National Novel Writing Month
November is National Novel Writing Month, a chance for aspiring authors to really get motivated and crank out at least 50,000 words of a novel. Reuters

November is National Novel Writing Month, or NaNoWriMo, an annual chance for those who have always wanted to write a novel but never have to get started.

Many aspiring writers are gearing up to meet the month's goal: writing at least 50,000 words of a story. This is not an appropriate length for a novel by most publishing standards, but it's more than enough to have a decent headstart.

Writers-to-be took have expressed enthusiasm on Twitter.

Breakfast - check. Ice coffee - check, laptop open - check. Ready set write. Go NaNoWriMo! one person tweeted.

Tweeted another: Who wants to be NaNoWriMo buddies? We'll keep each other motivated!

Some even suggested venues for writing, such as independent bookstores.

The Web site NaNoWriMo.org has several tips and guidelines for aspiring writers who want to take a shot at becoming published authors. It is even offering users pep-talk emails throughout the month from six published authors, including Audrey Niffenegger (The Time Traveler's Wife) and Chris Cleave (Incendiary).

Did you hear that? That was the sound of the entire Eastern Seaboard of North America starting their novels. Good luck! @NaNoWriMo tweeted.

So what tools does a writer need?

Many published authors have different approaches to the writing craft, but each one has practical advice that can apply to all.

Romance author Nora Roberts, who has published more than 200 novels, credits her quick pace to being educated by nuns during her nine years in Catholic school.

Discipline, guilt and guilt are really really excellent tools for the writer's toolbox, she told a crowd at The Washington Post in 2009, later adding that inspiration is crap.

Forget about the muse, Roberts said. Sister Mary Responsibility kicks the muse's ass every single day.

Horror novelist Stephen King advises aspiring writers to read a lot and to write a lot.

If you don't have time to read you can't be a writer, he told Yale students in 2003. You've got to read just about everything.

Meg Cabot, author of The Princess Diaries series, talks about outlining on her YouTube channel.

You can't just sit down and start writing your story, she said. You need to have a beginning, a middle and an end.

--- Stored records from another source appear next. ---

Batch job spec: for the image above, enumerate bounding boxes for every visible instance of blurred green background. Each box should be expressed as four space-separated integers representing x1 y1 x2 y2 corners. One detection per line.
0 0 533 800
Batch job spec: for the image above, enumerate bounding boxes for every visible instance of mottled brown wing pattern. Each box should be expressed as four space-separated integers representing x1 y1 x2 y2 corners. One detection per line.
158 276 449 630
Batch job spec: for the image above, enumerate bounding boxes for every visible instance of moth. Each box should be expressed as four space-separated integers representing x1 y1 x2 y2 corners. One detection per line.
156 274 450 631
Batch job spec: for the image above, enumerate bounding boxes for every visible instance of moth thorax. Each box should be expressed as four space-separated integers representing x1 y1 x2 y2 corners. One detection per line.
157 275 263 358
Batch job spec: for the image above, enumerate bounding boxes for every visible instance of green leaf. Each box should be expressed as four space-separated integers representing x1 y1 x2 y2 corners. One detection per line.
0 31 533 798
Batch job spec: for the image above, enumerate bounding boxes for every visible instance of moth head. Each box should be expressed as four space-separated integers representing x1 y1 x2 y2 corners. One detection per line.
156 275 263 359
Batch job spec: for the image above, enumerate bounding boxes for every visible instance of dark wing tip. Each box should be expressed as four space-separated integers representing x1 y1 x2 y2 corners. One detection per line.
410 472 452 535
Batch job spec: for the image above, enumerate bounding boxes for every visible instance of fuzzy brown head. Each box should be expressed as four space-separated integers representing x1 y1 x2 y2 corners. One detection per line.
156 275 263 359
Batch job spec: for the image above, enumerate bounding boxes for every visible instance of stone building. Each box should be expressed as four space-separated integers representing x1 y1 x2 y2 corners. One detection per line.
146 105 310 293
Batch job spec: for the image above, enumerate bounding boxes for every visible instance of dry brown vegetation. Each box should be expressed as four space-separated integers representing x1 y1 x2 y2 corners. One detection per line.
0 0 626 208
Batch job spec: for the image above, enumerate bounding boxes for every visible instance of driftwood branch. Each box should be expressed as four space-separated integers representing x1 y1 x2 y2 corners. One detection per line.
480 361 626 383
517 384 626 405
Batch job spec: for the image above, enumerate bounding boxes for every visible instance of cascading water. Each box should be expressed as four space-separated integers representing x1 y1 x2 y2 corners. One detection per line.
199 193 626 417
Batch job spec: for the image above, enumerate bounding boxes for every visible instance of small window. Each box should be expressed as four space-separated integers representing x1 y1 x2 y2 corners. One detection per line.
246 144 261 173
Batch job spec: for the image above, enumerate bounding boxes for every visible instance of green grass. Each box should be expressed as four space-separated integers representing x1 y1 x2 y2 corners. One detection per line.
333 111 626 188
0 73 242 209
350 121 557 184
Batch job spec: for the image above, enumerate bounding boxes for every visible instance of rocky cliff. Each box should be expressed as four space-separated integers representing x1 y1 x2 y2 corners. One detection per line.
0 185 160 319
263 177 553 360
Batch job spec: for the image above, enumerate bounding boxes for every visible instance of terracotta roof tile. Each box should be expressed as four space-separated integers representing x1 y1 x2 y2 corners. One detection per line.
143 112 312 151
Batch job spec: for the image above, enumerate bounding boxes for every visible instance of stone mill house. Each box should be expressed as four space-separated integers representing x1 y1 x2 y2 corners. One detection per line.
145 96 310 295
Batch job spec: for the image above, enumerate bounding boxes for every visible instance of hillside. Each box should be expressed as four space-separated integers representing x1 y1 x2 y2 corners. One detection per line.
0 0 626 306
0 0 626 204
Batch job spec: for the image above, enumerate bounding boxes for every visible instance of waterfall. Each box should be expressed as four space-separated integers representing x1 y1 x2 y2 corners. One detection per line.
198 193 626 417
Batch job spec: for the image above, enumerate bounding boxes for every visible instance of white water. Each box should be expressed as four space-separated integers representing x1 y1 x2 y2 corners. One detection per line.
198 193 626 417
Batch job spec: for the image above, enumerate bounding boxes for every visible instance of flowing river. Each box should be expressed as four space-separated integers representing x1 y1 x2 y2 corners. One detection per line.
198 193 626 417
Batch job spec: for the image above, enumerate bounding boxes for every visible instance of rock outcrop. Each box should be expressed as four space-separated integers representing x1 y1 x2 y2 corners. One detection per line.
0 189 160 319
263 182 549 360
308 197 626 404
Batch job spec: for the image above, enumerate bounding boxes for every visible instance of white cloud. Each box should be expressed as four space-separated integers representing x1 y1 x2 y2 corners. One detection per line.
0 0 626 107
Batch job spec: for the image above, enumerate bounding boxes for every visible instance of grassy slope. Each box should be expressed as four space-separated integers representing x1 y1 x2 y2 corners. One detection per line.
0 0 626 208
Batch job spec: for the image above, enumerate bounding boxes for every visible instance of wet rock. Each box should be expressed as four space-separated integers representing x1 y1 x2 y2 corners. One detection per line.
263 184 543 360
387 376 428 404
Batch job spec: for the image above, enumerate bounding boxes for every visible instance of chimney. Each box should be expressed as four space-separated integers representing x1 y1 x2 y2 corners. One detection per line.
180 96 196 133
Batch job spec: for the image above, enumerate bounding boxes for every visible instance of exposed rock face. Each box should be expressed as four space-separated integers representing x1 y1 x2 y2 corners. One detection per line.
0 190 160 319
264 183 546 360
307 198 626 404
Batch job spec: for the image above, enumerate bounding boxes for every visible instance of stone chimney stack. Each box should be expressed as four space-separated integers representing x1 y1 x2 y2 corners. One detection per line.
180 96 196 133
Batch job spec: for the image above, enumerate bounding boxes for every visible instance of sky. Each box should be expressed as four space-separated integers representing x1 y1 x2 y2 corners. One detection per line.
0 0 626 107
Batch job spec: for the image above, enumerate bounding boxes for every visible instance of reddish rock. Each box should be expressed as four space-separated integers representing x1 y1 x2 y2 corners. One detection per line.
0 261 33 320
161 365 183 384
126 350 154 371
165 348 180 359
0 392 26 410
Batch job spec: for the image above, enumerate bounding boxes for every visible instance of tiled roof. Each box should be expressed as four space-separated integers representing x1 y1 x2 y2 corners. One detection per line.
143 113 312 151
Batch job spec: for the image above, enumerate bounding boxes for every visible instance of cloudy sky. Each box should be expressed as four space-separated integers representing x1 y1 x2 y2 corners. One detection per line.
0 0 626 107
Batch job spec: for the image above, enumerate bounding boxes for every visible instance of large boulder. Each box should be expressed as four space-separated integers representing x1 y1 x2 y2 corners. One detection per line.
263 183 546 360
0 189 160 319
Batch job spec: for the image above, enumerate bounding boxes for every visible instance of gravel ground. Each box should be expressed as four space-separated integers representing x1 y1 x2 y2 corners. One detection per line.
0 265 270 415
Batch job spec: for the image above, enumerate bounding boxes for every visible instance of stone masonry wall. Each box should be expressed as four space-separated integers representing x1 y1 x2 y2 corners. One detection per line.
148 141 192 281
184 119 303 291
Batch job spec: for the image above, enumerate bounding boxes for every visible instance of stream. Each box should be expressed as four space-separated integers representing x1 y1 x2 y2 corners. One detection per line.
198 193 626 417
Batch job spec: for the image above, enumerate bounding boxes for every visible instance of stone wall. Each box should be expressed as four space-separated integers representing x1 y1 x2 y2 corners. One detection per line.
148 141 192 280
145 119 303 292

She has another piece of practical advice.

Sitting down and actually doing it, Cabot said. That's really what separates an amateur writer from a professional writer.

In addition to discipline and motivation, aspiring writers need solitude, noted Leo Babauta, who wrote a guest post for The Science Fiction and Fantasy Writers of America's The Craft of Writing blog.

Creativity flourishes in solitude, he wrote. With quiet, you can hear your thoughts, you can reach deep within yourself, you can focus.